Timelines are a system I developed for modeling time in a distributed system. You will find timelines whenever you have multiple machines, multiple processes, multiple threads, or multiple async callback chains. Since virtually all software is distributed these days, modeling time is more important than ever. Functional programming may not have all the answers, but it is asking the right questions. In this episode, we go over what timelines are and how you can start to use them to model time in your software.
Eric Normand: What is a timeline and what does it have to do with functional programming? By the end of this episode, I hope to give you a new perspective on distributed systems and at least one thing that makes them complex and also how functional programming can help reduce or manage that complexity.
My name is Eric Normand and I help people thrive with functional programming. This topic of timelines and distributed systems is more vital than it has ever been. Right now, basically every piece of software we write, virtually everyone, is a distributed system. It’s distributed programming. For program on the Web, we have a client and a server, just automatically by definition, it’s the distributed system.

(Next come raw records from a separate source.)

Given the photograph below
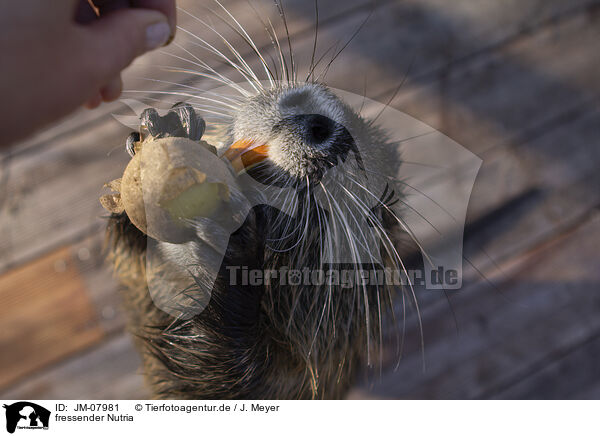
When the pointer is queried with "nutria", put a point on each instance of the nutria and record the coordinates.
(279, 340)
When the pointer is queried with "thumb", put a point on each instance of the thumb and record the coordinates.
(119, 37)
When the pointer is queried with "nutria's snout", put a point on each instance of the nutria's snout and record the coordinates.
(306, 130)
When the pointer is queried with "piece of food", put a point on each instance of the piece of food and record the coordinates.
(168, 183)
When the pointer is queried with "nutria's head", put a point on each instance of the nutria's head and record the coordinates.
(332, 209)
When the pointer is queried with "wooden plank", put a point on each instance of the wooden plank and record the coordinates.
(45, 315)
(109, 371)
(101, 284)
(569, 376)
(546, 304)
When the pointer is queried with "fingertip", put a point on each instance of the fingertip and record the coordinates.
(112, 90)
(166, 7)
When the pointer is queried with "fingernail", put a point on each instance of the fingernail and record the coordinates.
(157, 34)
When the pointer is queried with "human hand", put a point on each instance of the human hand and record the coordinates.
(57, 55)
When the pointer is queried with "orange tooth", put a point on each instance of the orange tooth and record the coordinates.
(242, 156)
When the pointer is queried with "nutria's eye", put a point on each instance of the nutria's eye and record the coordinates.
(319, 129)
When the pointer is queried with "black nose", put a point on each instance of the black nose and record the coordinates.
(318, 129)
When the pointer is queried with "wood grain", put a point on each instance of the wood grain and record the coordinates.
(45, 316)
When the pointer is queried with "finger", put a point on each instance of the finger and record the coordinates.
(113, 42)
(84, 12)
(167, 7)
(112, 90)
(108, 6)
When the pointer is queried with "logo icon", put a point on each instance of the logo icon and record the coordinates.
(26, 415)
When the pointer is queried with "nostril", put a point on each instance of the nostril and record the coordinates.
(294, 99)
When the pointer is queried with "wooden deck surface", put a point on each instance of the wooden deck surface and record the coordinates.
(516, 82)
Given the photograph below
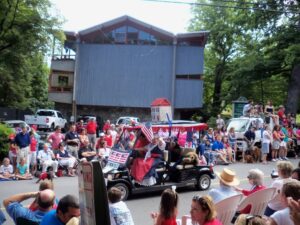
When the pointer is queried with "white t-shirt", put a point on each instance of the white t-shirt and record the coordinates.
(276, 203)
(6, 169)
(113, 134)
(282, 217)
(120, 214)
(267, 137)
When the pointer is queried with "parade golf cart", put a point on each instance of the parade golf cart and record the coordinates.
(117, 173)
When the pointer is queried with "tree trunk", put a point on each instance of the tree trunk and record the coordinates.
(293, 91)
(217, 90)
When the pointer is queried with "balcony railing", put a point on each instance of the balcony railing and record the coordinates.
(61, 89)
(63, 56)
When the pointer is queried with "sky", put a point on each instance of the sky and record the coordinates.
(82, 14)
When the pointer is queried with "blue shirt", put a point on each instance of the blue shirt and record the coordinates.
(51, 218)
(217, 146)
(22, 140)
(218, 194)
(16, 210)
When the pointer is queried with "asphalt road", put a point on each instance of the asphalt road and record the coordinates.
(141, 205)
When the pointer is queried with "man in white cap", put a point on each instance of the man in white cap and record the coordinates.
(227, 182)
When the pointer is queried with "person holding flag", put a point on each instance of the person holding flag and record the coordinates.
(151, 155)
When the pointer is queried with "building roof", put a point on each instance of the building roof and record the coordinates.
(120, 20)
(160, 102)
(100, 29)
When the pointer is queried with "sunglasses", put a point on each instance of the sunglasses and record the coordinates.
(201, 201)
(249, 218)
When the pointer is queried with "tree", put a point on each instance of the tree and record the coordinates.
(252, 51)
(25, 30)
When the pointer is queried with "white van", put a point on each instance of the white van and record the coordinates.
(242, 124)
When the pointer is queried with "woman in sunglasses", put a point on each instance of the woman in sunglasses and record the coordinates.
(203, 211)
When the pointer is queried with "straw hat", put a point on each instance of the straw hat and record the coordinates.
(228, 177)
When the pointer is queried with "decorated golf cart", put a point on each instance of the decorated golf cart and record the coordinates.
(160, 164)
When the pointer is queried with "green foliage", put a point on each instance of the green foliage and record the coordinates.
(26, 29)
(4, 134)
(249, 53)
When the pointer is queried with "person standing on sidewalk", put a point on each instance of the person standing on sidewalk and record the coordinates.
(91, 129)
(23, 142)
(72, 141)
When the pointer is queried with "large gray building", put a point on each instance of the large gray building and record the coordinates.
(119, 67)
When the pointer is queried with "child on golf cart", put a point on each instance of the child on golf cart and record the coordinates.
(147, 158)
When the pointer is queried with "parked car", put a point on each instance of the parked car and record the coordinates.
(117, 174)
(46, 119)
(16, 125)
(242, 124)
(85, 118)
(127, 120)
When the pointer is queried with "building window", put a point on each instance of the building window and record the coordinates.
(189, 76)
(63, 81)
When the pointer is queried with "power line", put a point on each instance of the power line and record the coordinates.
(250, 3)
(225, 6)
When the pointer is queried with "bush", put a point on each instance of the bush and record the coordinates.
(4, 140)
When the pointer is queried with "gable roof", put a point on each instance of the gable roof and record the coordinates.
(197, 37)
(121, 20)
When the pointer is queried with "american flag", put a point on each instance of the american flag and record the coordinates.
(118, 157)
(147, 131)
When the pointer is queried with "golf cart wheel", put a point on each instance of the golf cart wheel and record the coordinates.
(124, 189)
(203, 183)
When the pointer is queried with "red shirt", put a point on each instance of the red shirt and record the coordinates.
(33, 143)
(108, 139)
(106, 127)
(98, 145)
(91, 127)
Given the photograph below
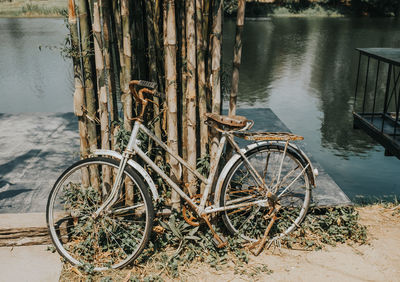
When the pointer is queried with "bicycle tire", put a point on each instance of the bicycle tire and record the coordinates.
(112, 240)
(250, 222)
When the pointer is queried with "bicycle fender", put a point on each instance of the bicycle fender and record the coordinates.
(234, 158)
(147, 178)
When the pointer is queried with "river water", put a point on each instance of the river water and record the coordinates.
(303, 69)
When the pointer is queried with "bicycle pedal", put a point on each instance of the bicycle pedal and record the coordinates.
(221, 243)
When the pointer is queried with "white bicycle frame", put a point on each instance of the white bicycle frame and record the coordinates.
(201, 209)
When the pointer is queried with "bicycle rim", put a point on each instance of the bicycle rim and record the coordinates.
(113, 239)
(291, 185)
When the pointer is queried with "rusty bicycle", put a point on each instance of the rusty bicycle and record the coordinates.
(101, 209)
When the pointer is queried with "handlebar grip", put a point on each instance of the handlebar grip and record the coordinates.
(160, 95)
(147, 84)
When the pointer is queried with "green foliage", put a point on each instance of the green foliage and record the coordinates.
(203, 165)
(179, 246)
(34, 9)
(328, 226)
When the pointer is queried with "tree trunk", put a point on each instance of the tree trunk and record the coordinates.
(170, 85)
(237, 55)
(79, 95)
(216, 70)
(152, 61)
(126, 97)
(191, 91)
(84, 22)
(101, 92)
(201, 78)
(107, 53)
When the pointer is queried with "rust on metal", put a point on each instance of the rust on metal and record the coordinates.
(261, 243)
(232, 121)
(264, 136)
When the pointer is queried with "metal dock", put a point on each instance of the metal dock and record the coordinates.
(36, 148)
(377, 97)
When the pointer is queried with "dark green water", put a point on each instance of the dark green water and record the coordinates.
(34, 80)
(305, 71)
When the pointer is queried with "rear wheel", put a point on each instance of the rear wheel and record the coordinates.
(113, 239)
(285, 175)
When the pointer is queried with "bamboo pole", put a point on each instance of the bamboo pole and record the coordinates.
(91, 101)
(216, 70)
(237, 55)
(79, 95)
(170, 84)
(101, 93)
(158, 41)
(107, 53)
(201, 78)
(126, 98)
(191, 91)
(152, 61)
(101, 80)
(84, 22)
(183, 78)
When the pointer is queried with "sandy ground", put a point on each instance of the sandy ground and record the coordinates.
(379, 260)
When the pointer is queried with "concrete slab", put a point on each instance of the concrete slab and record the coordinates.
(35, 149)
(33, 263)
(327, 193)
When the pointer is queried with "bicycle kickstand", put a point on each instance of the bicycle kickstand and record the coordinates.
(218, 240)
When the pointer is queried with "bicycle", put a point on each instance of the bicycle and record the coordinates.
(100, 211)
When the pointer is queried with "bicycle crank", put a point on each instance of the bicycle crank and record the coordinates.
(189, 215)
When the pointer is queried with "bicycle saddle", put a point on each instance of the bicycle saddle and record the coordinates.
(236, 122)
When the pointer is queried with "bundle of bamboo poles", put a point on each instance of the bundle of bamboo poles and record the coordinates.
(176, 43)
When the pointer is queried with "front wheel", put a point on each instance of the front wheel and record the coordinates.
(118, 235)
(285, 174)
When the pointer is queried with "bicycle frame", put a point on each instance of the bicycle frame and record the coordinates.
(133, 148)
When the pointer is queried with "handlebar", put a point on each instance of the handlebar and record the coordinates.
(148, 88)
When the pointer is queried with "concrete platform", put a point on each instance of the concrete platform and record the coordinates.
(36, 148)
(327, 193)
(31, 263)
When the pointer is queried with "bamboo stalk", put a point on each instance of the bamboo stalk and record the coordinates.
(159, 46)
(170, 84)
(201, 78)
(84, 22)
(107, 53)
(152, 61)
(191, 91)
(101, 92)
(126, 98)
(237, 55)
(79, 95)
(216, 70)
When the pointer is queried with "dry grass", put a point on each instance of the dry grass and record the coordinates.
(32, 8)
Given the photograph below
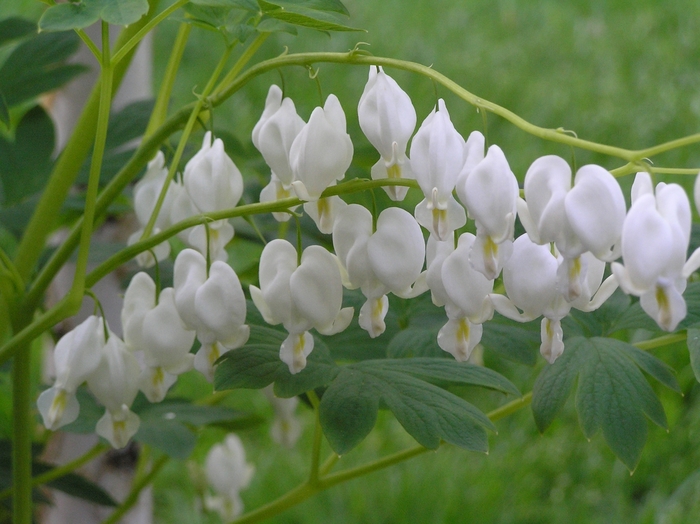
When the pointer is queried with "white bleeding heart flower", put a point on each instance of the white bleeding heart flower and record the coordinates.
(387, 118)
(182, 207)
(76, 356)
(490, 192)
(321, 152)
(286, 428)
(530, 279)
(212, 180)
(388, 260)
(115, 384)
(275, 191)
(147, 191)
(227, 473)
(219, 235)
(437, 153)
(587, 217)
(467, 301)
(213, 305)
(655, 238)
(157, 330)
(324, 211)
(300, 297)
(473, 154)
(275, 132)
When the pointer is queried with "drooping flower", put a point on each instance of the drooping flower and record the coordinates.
(212, 304)
(321, 152)
(655, 238)
(490, 192)
(212, 180)
(465, 292)
(115, 384)
(388, 260)
(436, 160)
(387, 118)
(300, 297)
(275, 132)
(228, 473)
(157, 330)
(531, 279)
(286, 428)
(587, 217)
(76, 356)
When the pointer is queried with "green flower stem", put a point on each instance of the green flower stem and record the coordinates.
(124, 49)
(311, 487)
(318, 438)
(199, 105)
(240, 63)
(90, 45)
(358, 58)
(78, 287)
(61, 471)
(126, 254)
(143, 154)
(66, 169)
(160, 110)
(22, 424)
(136, 490)
(665, 340)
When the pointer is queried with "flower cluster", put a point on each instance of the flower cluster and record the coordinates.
(574, 226)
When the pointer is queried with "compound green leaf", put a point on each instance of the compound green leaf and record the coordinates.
(14, 27)
(694, 350)
(348, 409)
(257, 365)
(37, 66)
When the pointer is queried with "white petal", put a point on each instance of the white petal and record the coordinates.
(396, 250)
(295, 349)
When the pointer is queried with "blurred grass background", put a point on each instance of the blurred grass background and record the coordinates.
(616, 72)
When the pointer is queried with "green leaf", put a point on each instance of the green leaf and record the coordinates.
(122, 12)
(250, 5)
(514, 342)
(77, 15)
(348, 410)
(653, 366)
(694, 350)
(415, 342)
(257, 365)
(445, 371)
(553, 385)
(334, 6)
(427, 412)
(4, 111)
(69, 15)
(170, 426)
(14, 27)
(25, 164)
(36, 66)
(612, 394)
(76, 486)
(305, 17)
(270, 25)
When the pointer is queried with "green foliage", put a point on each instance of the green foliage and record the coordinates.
(612, 393)
(321, 15)
(37, 66)
(78, 15)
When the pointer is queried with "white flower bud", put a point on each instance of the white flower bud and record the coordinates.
(275, 132)
(76, 356)
(387, 119)
(322, 151)
(212, 179)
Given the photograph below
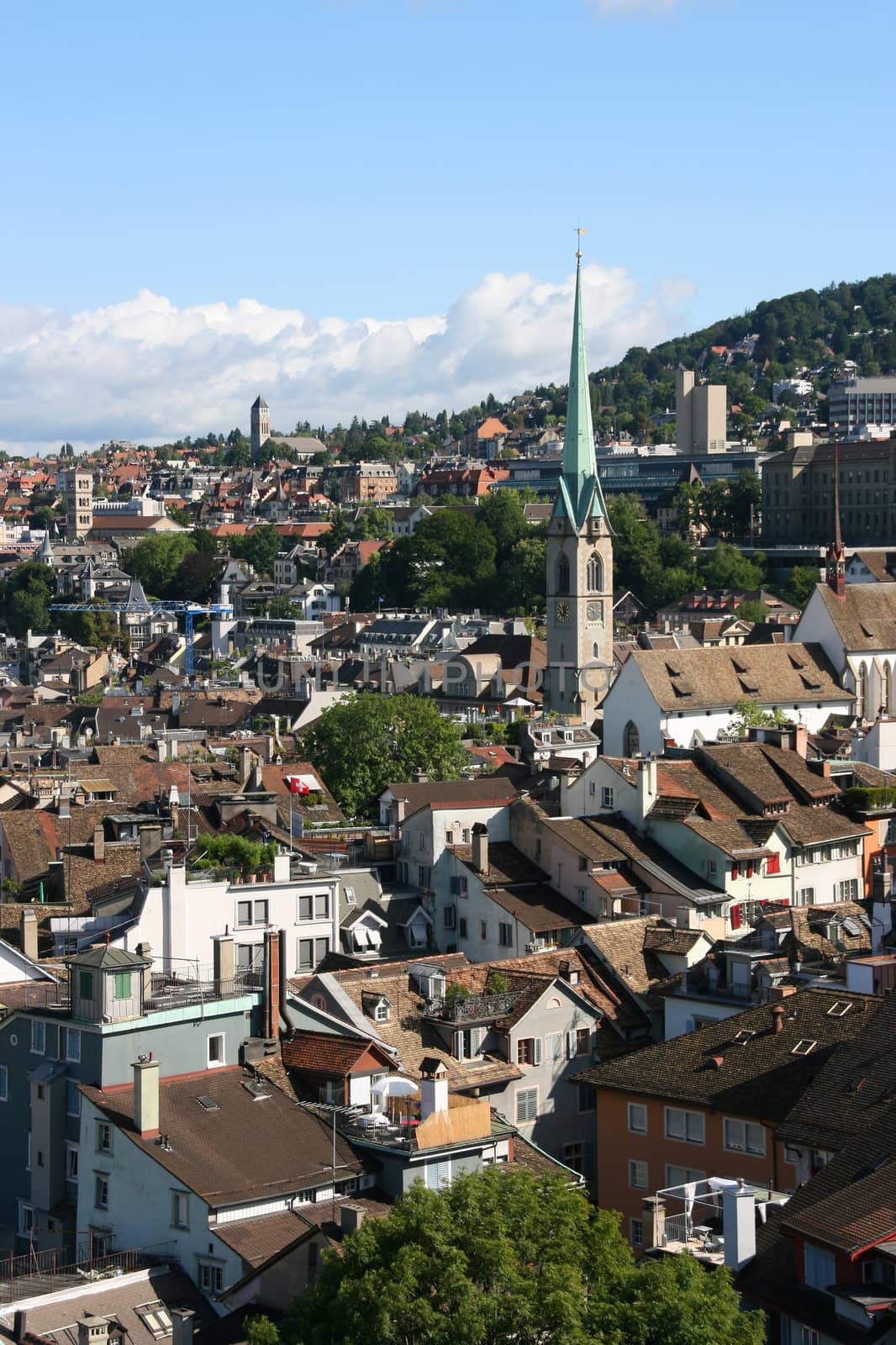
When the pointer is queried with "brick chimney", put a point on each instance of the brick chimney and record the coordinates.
(481, 847)
(145, 1098)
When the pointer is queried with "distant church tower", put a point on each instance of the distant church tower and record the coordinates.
(580, 557)
(260, 427)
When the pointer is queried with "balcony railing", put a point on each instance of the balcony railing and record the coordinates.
(472, 1008)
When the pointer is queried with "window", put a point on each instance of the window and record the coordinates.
(636, 1174)
(311, 952)
(526, 1105)
(677, 1176)
(179, 1210)
(529, 1051)
(71, 1044)
(101, 1190)
(73, 1098)
(210, 1278)
(685, 1125)
(586, 1098)
(156, 1318)
(638, 1118)
(820, 1268)
(123, 985)
(744, 1137)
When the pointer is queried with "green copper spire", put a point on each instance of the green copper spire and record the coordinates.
(580, 488)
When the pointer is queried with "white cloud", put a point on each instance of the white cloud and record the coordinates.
(633, 8)
(148, 370)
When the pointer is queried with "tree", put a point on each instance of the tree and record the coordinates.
(259, 548)
(366, 741)
(750, 715)
(503, 1255)
(801, 584)
(155, 562)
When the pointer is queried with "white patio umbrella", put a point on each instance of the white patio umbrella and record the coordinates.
(393, 1086)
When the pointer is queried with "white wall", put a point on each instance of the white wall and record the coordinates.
(181, 919)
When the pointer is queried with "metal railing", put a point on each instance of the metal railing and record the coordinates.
(47, 1271)
(472, 1008)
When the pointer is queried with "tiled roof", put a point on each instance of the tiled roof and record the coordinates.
(256, 1241)
(762, 1078)
(717, 678)
(235, 1149)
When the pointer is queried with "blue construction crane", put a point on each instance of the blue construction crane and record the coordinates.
(138, 602)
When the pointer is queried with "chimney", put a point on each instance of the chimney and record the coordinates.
(351, 1217)
(29, 934)
(272, 984)
(145, 1096)
(93, 1331)
(654, 1219)
(182, 1321)
(434, 1087)
(646, 786)
(481, 847)
(145, 952)
(222, 963)
(739, 1226)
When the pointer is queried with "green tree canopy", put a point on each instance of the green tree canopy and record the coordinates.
(366, 741)
(501, 1257)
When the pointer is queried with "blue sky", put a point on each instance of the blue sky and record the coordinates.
(347, 161)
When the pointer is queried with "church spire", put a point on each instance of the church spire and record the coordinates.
(580, 468)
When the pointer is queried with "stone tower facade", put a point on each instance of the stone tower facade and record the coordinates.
(259, 427)
(580, 560)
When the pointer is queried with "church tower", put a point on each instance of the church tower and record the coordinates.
(259, 427)
(580, 557)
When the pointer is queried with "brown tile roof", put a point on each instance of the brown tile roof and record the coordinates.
(322, 1053)
(865, 618)
(717, 678)
(763, 1078)
(485, 791)
(257, 1241)
(239, 1150)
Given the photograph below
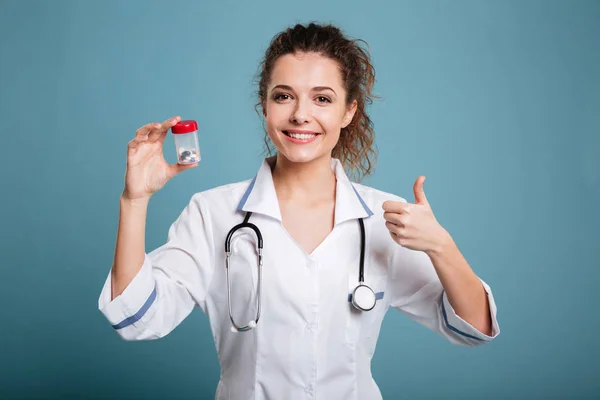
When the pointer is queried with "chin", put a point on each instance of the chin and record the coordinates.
(301, 157)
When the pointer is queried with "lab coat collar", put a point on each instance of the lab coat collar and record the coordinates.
(260, 197)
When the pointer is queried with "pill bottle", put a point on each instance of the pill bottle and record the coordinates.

Even the server, itself, is going to be talking to a database process. It could be on a different machine, but even on the same machine it’s a different process. We’ve got a third-party API that you’re talking to. Your mobile app is, probably, communicating back with the server, it’s using some cloud syncing, something like that.
We’re talking about distributed systems all the time. I hope that’s really clear and it’s awesome.
Distributed systems are cool, but the problem is that we’re still using a sequential, one step at a time, paradigm. Our programming paradigm, all the models of programming that we use…OK, I don’t want to say all, but the most common, most popular ones we use are all sequential. One thing at a time and anything that is dealing with the distributed system is bolted on.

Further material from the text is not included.